A sparse set of points can describe rigid objects, articulated parts and, to some degree, deformable ones.
Model variants
They train two variants with different objectives:
MolmoMotion-AR (autoregressive): writes coordinates in a structured format similar to how VLMs generate coordinate text. Predicting step by step encourages smooth rollouts and gives the best accuracy when the future is fairly deterministic.
MolmoMotion-FM (flow-matching): transforms noise into continuous 3D motion, which is ideal to capture uncertainty when an instruction admits multiple plausible futures.
Data: MolmoMotion-1M and PointMotionBench
To train the model they created MolmoMotion-1M, a dataset with 1.16 million videos and 3D point tracks aligned to action descriptions. That required an automated pipeline that:
Grounds the referred object and samples query points.
Tracks 2D points and lifts them to a metric 3D frame.
Filters unstable trajectories, smooths them and trims intervals where the object actually moves.
They also release PointMotionBench, a human-validated benchmark with 2.7K clips to evaluate accuracy for object-centered 3D motion forecasting.
Results: benchmarking and downstream tasks
On PointMotionBench, MolmoMotion outperforms existing methods in 3D trajectory prediction. As a reference, MolmoMotion-AR with 3 input frames reaches a mean displacement error of 0.109 m, versus 0.129 m for the closest competitors on some splits.
Why does this matter in practice? Because better prediction improves real tasks:
Robotics: after fine-tuning on manipulation data (DROID), a control policy initialized with MolmoMotion achieves 76.3% success on pick-and-place tasks versus 56.0% when initialized with Molmo 2. It also learns much faster: 51% success at 10K steps vs 19% for the other initializer.
Video generation: using MolmoMotion trajectories to guide a generator improves motion quality and temporal coherence. In tests, combining DaS + MolmoMotion boosts metrics like temporal consistency and subject consistency compared to much larger image-to-video models.
These results indicate the physical motion knowledge generalizes across domains: from internet videos to robotic control and conditioned video generation.
Limitations and next steps
MolmoMotion uses eight query points per object during training. That’s enough to forecast useful trajectories, but not to build a dense surface geometry.

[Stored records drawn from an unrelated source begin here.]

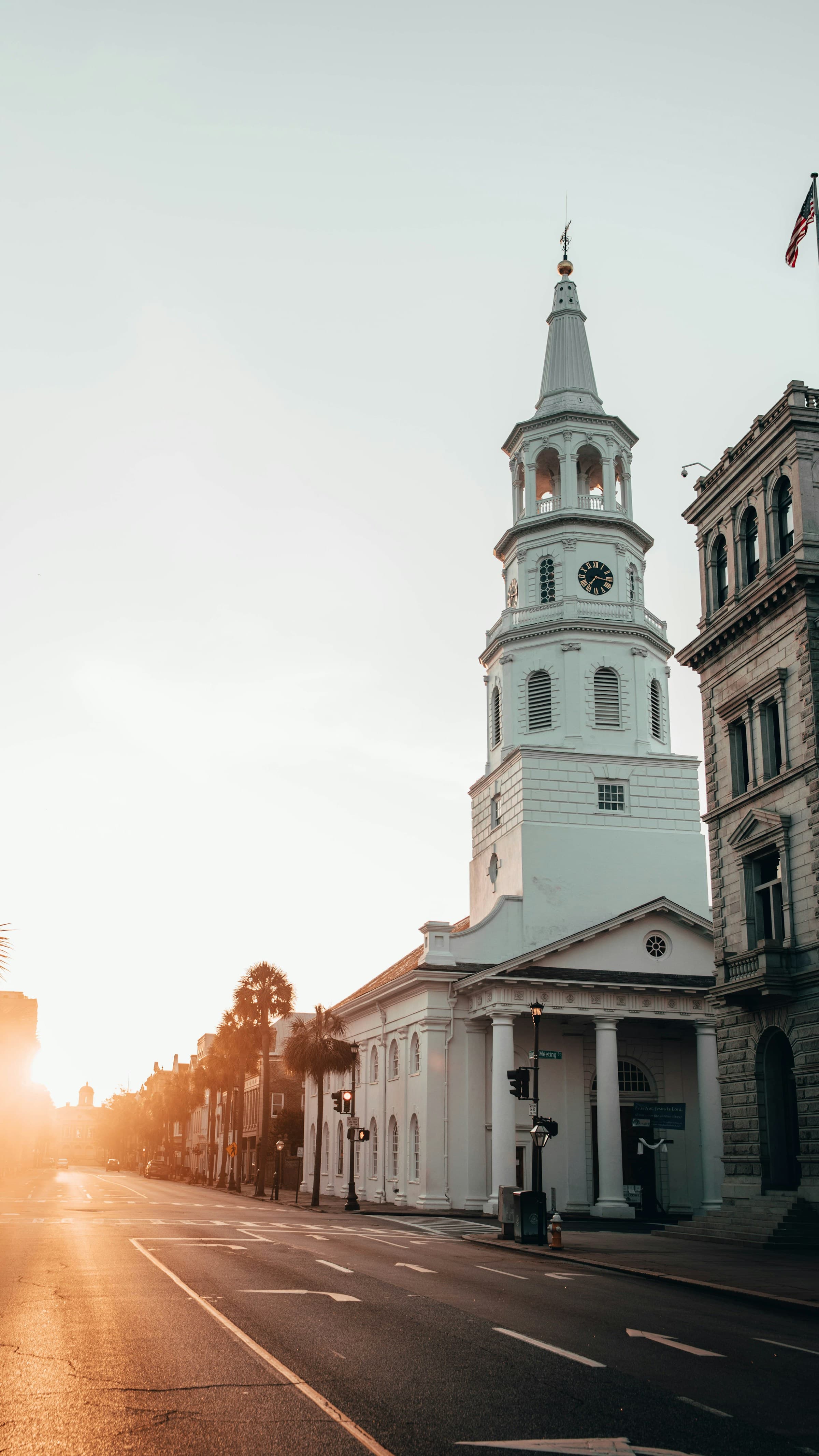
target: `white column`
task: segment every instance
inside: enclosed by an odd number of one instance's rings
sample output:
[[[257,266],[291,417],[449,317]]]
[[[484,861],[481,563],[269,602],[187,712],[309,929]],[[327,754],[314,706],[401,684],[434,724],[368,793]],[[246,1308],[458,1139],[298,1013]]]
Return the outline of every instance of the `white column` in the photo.
[[[597,1038],[597,1175],[600,1191],[593,1219],[632,1219],[622,1195],[622,1139],[616,1075],[616,1021],[595,1021]]]
[[[697,1022],[697,1091],[700,1096],[700,1153],[702,1158],[702,1210],[723,1206],[723,1114],[717,1063],[717,1028]]]
[[[497,1214],[500,1187],[514,1188],[514,1112],[506,1073],[514,1066],[514,1013],[493,1010],[493,1181],[484,1213]]]

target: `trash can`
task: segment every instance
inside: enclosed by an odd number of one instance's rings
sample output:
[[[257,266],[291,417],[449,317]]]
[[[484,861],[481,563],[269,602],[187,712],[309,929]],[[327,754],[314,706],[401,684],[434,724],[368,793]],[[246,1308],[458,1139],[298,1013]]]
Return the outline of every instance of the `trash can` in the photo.
[[[516,1188],[513,1203],[514,1242],[545,1243],[546,1223],[549,1219],[545,1192],[530,1192],[523,1188]]]

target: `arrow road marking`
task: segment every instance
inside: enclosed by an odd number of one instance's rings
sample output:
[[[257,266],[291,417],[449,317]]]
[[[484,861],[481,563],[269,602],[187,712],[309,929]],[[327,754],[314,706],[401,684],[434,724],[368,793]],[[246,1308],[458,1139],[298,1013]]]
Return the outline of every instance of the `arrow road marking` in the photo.
[[[625,1332],[634,1340],[654,1340],[659,1345],[670,1345],[672,1350],[685,1350],[689,1356],[710,1356],[711,1360],[726,1358],[717,1354],[716,1350],[698,1350],[697,1345],[683,1345],[681,1340],[672,1340],[670,1335],[653,1335],[648,1329],[627,1329]]]
[[[548,1350],[552,1356],[563,1356],[565,1360],[577,1360],[577,1364],[590,1364],[596,1370],[605,1370],[602,1360],[587,1360],[586,1356],[576,1356],[573,1350],[561,1350],[560,1345],[546,1345],[542,1340],[532,1340],[530,1335],[519,1335],[516,1329],[503,1329],[500,1325],[493,1325],[495,1335],[510,1335],[512,1340],[523,1340],[528,1345],[536,1345],[538,1350]],[[474,1441],[471,1444],[475,1444]],[[544,1447],[548,1450],[548,1446]],[[554,1449],[554,1447],[552,1447]],[[557,1447],[560,1450],[560,1446]]]
[[[475,1268],[485,1270],[487,1274],[503,1274],[504,1278],[522,1278],[525,1284],[529,1283],[529,1277],[526,1274],[510,1274],[509,1270],[493,1270],[488,1264],[475,1264]]]
[[[322,1294],[324,1299],[334,1299],[337,1305],[360,1305],[354,1294],[334,1294],[328,1289],[238,1289],[238,1294]]]

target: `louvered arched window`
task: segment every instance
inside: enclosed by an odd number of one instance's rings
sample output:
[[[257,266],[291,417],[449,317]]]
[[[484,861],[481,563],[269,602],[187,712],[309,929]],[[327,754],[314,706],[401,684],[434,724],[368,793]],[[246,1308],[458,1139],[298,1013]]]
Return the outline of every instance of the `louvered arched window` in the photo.
[[[595,673],[595,728],[619,728],[619,677],[614,667]]]
[[[551,556],[541,562],[541,601],[555,600],[555,563]]]
[[[651,737],[663,737],[663,695],[657,678],[651,678]]]
[[[538,668],[529,676],[526,684],[529,699],[529,732],[552,725],[552,680],[548,673]]]
[[[490,747],[497,748],[500,743],[500,687],[493,687],[490,699]]]

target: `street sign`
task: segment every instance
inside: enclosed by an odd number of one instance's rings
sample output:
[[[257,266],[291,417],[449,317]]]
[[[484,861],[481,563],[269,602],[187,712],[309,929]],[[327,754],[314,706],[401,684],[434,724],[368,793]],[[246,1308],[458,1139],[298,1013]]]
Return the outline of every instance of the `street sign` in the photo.
[[[685,1131],[685,1102],[635,1102],[631,1108],[631,1125]]]

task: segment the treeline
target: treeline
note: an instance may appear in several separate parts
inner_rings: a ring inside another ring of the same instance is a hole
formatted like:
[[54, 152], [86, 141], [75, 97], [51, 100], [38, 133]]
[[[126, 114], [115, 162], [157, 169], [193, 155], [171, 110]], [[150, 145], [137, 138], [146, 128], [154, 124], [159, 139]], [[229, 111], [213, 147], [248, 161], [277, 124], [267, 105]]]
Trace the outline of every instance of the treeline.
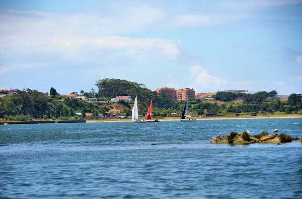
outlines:
[[27, 89], [18, 90], [12, 96], [0, 98], [0, 118], [15, 120], [53, 119], [73, 117], [75, 112], [81, 112], [84, 116], [85, 113], [91, 112], [97, 116], [100, 113], [105, 114], [110, 109], [108, 105], [99, 106], [86, 100], [62, 97], [56, 93], [51, 96], [45, 97], [42, 92]]
[[216, 100], [220, 100], [223, 102], [230, 102], [241, 99], [243, 100], [244, 102], [245, 103], [260, 104], [269, 97], [270, 99], [275, 99], [277, 94], [278, 93], [275, 90], [271, 91], [269, 93], [266, 91], [258, 92], [254, 94], [218, 91], [213, 97]]
[[[184, 101], [173, 101], [165, 93], [159, 94], [147, 89], [142, 84], [126, 80], [104, 79], [98, 81], [96, 85], [99, 88], [98, 92], [93, 89], [88, 93], [81, 90], [81, 95], [105, 101], [110, 101], [111, 98], [117, 96], [129, 95], [133, 99], [137, 96], [139, 114], [144, 116], [152, 98], [153, 116], [155, 117], [179, 117], [185, 103]], [[254, 95], [218, 92], [216, 96], [213, 97], [216, 100], [224, 102], [204, 102], [195, 99], [189, 101], [188, 111], [195, 116], [208, 113], [228, 115], [235, 113], [301, 112], [302, 95], [292, 94], [287, 101], [281, 101], [275, 98], [277, 94], [275, 91], [269, 93], [263, 91]], [[84, 100], [63, 97], [53, 88], [50, 89], [50, 97], [45, 97], [41, 92], [27, 89], [18, 91], [13, 96], [0, 98], [0, 118], [17, 120], [34, 118], [67, 119], [74, 117], [75, 112], [81, 112], [83, 117], [86, 113], [92, 113], [92, 116], [97, 117], [100, 113], [105, 116], [105, 112], [111, 109], [108, 105], [98, 105]], [[267, 100], [269, 97], [272, 99]], [[244, 103], [229, 102], [239, 98], [243, 99]], [[134, 102], [119, 103], [124, 106], [125, 115], [130, 115]]]

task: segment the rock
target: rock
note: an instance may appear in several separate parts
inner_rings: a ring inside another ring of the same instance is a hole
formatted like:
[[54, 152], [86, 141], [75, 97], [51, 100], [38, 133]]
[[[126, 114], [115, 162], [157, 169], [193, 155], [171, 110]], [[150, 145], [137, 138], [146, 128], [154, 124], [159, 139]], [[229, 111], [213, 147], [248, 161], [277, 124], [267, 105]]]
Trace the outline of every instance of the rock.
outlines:
[[260, 143], [266, 143], [271, 144], [276, 144], [281, 143], [280, 138], [276, 134], [273, 134], [270, 135], [265, 135], [260, 138]]
[[257, 138], [249, 135], [249, 140], [244, 140], [242, 138], [242, 134], [238, 134], [235, 137], [229, 142], [230, 144], [248, 144], [252, 143], [259, 142], [259, 140]]
[[212, 140], [210, 142], [211, 144], [228, 143], [229, 141], [226, 137], [220, 137], [219, 135], [213, 137]]
[[269, 139], [274, 139], [277, 137], [278, 137], [278, 135], [277, 135], [277, 134], [273, 134], [271, 135], [265, 135], [260, 137], [260, 141], [264, 141]]

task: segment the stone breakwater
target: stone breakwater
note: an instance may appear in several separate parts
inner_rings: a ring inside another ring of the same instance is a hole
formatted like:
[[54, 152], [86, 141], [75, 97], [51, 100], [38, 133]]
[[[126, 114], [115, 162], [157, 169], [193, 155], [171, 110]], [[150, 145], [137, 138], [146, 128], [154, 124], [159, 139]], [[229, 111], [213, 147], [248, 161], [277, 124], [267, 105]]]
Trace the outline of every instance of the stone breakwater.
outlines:
[[[270, 135], [265, 135], [260, 137], [260, 138], [250, 135], [247, 133], [246, 133], [245, 135], [245, 132], [243, 133], [235, 133], [234, 134], [236, 134], [235, 137], [231, 138], [230, 138], [231, 135], [231, 134], [228, 135], [226, 136], [220, 136], [220, 135], [214, 136], [213, 137], [212, 140], [210, 142], [210, 143], [249, 144], [254, 143], [262, 143], [280, 144], [281, 143], [289, 142], [291, 141], [291, 140], [290, 141], [284, 141], [283, 139], [282, 139], [282, 138], [280, 137], [280, 136], [278, 135], [277, 134], [273, 134]], [[302, 137], [300, 139], [292, 138], [292, 140], [294, 141], [299, 141], [302, 143]]]

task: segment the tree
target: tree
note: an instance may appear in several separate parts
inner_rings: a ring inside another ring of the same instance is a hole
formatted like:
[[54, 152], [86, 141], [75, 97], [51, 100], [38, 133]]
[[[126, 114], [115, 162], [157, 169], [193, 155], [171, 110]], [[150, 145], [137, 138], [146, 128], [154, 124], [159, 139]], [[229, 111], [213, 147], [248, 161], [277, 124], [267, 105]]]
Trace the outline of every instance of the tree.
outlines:
[[54, 97], [57, 95], [56, 90], [53, 87], [50, 88], [50, 92], [49, 93], [51, 97]]
[[291, 106], [297, 105], [301, 103], [301, 94], [296, 94], [293, 93], [289, 95], [288, 100], [287, 100], [287, 104]]
[[278, 93], [277, 91], [274, 90], [268, 93], [268, 96], [274, 99], [276, 98], [276, 95], [277, 95], [277, 94]]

In practice this limits how well it handles complex deformations.
Also, like any learned method, it depends on the coverage and quality of the data: very rare scenes or actions not represented in training can degrade predictions.
Future directions include increasing point density, better modeling of deformables and combining multimodal uncertainty with safe control.
MolmoMotion isn’t just another benchmark number. It’s a practical building block so machines stop being mere observers and start anticipating. That changes how you design robots, control simulations and add consistent motion to generated video. And the best part: Ai2 releases the weights, the dataset and the benchmark so the community can improve and use them in production.